Tom Simoneau has been a fixture on the Sonoma County wine scene for some 25 years. But just recently he's started making his own commercially available line of wines, a cabernet sauvignon and a chardonnay, under the Simoneau Vineyards name.
Over the years people have gotten to know Simoneau, and his wife, Brenda, as Alexander Valley grape growers. And Tom's been an award-winning amateur winemaker, wine educator and judge. But probably he's been best known as the radio celebrity "Wine Guy" on his syndicated daily show on KSRO.
Simoneau spent his younger years as a professional musician, playing bass guitar in a country-rock band. On a gig back home he reconnected with Brenda, his childhood crush.
"I was a football player, she was a cheerleader; I was always in love with Brenda," he noted. "Finally, on my last road trip I went back to Maine and Brenda was there. It was Christmas weekend and we've been together ever since, 29 years now. Perfect."

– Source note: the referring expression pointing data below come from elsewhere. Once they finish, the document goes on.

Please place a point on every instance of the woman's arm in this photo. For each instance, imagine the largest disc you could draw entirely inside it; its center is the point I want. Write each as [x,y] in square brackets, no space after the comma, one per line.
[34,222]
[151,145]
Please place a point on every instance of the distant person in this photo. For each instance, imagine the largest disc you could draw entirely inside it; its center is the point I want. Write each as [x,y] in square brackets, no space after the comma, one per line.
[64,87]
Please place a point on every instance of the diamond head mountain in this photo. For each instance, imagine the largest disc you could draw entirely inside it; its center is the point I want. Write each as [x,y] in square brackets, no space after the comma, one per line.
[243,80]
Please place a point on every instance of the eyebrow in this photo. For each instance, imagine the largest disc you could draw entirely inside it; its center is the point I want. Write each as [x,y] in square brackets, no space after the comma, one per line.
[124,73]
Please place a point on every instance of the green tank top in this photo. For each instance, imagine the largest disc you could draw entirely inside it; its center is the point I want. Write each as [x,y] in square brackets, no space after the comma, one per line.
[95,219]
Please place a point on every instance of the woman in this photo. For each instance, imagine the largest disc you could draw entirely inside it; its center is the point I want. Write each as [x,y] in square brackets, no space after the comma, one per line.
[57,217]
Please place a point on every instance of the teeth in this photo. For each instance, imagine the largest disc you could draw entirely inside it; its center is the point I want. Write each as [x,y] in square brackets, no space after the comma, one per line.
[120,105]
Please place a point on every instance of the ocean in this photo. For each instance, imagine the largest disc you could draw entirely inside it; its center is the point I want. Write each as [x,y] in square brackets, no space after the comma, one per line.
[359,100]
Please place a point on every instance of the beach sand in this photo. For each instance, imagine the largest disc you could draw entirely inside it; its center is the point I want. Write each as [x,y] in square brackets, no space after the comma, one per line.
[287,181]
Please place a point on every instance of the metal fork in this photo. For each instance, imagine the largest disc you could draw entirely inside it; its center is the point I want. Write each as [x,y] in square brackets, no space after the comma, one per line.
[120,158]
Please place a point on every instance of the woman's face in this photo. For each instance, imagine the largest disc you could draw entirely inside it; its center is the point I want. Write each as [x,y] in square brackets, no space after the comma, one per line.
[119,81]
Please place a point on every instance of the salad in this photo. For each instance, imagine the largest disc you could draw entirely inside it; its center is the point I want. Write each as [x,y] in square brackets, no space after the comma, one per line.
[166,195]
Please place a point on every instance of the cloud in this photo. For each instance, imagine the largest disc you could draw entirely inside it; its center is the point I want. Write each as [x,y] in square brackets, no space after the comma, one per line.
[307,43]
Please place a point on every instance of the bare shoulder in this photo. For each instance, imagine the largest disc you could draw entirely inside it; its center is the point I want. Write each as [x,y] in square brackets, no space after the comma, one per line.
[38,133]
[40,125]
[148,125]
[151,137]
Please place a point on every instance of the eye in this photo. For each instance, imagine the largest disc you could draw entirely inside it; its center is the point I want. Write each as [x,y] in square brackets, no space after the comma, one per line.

They came back to California for Simoneau to pursue a record contract and play in and around San Francisco, settling in Healdsburg because it reminded them of Maine.
When in 1982 he decided he'd had enough of life on the road, he went to see an employment agency about a job. The agency asked him what he had been doing. He said playing bass for the last 10 years, and the agent asked what else? Manage the band, he answered.
She continued, are you good on the phone? He replied, yes, I sell music on the phone, booking gigs. She then said, Windsor Vineyards is starting a telemarketing thing, do you think you could sell wine on the phone? It was that or run canoes for Trowbridge Canoes, the Healdsburg canoe-rental company at the time on the Russian River.
"I decided, if I can sell music, I can sell wine," he said.
He knew a little but not a lot about wine, but learned quickly, tapping into his network of friends who were winemakers, locals who had followed his band for years.
"My favorite wine at the time was 1976 Simi (cabernet sauvignon) and they had it in half bottles and they'd give us a discount because we'd put the tasting room people on our guest lists," Simoneau said. "I can still taste that '76."